“Ivo Saglietti, Padre Paolo Dall’Oglio e Deir Mar Musa el-Habasci
Qualche parola su Ivo, un amico, un grande fotografo, un grande narratore per immagini.
L’amicizia è sentimento strano, imprevedibile. Non ci si vede, non ci si sente per anni, finché un accadimento da noi lontano, ci scuote da quell’ingiusto torpore.
L’accadimento è la vicenda umana, religiosa, di Padre Paolo Dall’Oglio.
Ivo era stato chiamato dallo stesso Padre Dall’Oglio a testimoniare fotograficamente la Comunità da lui fondata in Syria, nel monastero di Deir Mar Musa el-Habasci.
Ne sono scaturite le immagini che si possono ammirare in mostra e nella pubblicazione La Tenda di Abramo. Sono suggestive e coinvolgenti, perché parlano della vita di una comunità con al centro il possibile dialogo tra religioni.
Ora che Padre Dall’Oglio è scomparso dal 2013, rapito a Raqqa da Al-Qaida, mentre cercava una difficile trattativa per la liberazione di alcuni ostaggi, possiamo forse considerare nostre queste immagini, appartenenti all’immaginario di una vita nell’ipotesi di una morte.
La vita e la morte, per Padre Dall’Oglio, sembrano facce della stessa medaglia, da lui stesso coniata con il suo agire.
Padre Dall’Oglio è vivo? Padre Dall’Oglio è morto?
E’ una sospensione temporale che appartiene, tutta, a lui, ma anche al nostro tempo.
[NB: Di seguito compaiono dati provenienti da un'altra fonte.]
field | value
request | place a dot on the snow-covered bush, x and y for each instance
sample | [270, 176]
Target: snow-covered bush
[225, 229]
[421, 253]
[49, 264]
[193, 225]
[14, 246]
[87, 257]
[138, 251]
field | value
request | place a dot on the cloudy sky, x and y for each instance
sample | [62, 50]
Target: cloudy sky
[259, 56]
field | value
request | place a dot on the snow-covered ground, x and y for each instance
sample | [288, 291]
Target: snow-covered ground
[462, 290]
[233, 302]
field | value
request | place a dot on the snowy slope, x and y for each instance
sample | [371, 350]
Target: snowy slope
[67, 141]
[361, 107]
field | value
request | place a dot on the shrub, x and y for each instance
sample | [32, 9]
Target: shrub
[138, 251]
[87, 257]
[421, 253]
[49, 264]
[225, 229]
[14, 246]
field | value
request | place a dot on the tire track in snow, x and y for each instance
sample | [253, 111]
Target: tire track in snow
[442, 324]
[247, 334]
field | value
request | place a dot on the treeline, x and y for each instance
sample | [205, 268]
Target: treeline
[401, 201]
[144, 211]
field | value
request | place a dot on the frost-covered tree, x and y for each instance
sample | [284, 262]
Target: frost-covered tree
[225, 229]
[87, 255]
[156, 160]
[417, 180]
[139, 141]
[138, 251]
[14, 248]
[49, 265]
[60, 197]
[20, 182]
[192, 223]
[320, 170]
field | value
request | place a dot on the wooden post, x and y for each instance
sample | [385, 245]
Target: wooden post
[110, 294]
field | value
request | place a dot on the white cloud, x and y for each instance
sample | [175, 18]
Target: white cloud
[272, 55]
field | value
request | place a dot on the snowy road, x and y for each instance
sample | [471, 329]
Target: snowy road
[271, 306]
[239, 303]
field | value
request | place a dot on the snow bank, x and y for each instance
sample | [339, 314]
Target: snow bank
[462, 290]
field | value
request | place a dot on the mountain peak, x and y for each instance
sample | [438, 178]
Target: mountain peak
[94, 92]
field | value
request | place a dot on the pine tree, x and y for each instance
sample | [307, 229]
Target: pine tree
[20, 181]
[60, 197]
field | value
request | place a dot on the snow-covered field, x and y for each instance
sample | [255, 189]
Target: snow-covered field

Un tempo strano che oscilla tra la vita e la morte in una reciprocità che ci coinvolge tutti, anche grazie alla sua straordinaria esperienza, ovunque egli sia, comunque egli sia, lontano dall’avere, all’oggi, definito la sua condizione esistenziale.
La mostra che proponiamo è l’evento, che occupa il tempo dell’incerto, dell’indefinito e che lascia spazio, incredibile, alla speranza.
E’ la potenza di quel bianco, di quel nero a dare infinitezza a quegli spazi, che scuotono ed invitano alla riflessione con discrezione e umiltà, per riuscire a cogliere gesti determinati e teneri.
Voglio soffermarmi, ora, sulle parole che Padre dall’Oglio ha rivolto a Ivo:
“... il bianco e nero è poi micidiale nell’andare oltre l’illusione ed il velo dell’apparire …”
“…le mani. Non so come fai, ma è come se le mani venissero incontro, accoglienti, operose o semplicemente posate, ma mai ovvie...”
“…la tua macchina fotografica è discreta, rumore quasi zero.…I tuoi scatti non sono quelli di un fotoreporter, ma quelli d’un compagno di strada che diventa amico…”
“…hai saputo fotografare la nostra speranza al di là della sofferenza. Grazie….”
Il luogo, i luoghi, il personaggio, i personaggi, di questo struggente racconto fotografico, meritano di continuare a vivere negli occhi e nel cuore di chi vorrà vederli, con il silenzio dello sguardo.
Una mostra, un percorso visivo di conoscenza dell’altro, di realtà che apparentemente non ci appartengono, ma che spesso abbiamo dentro, radicate più di quanto possiamo immaginare.
Osserviamo, in silenzio, questo esplosivo susseguirsi di immagini e ce ne accorgeremo.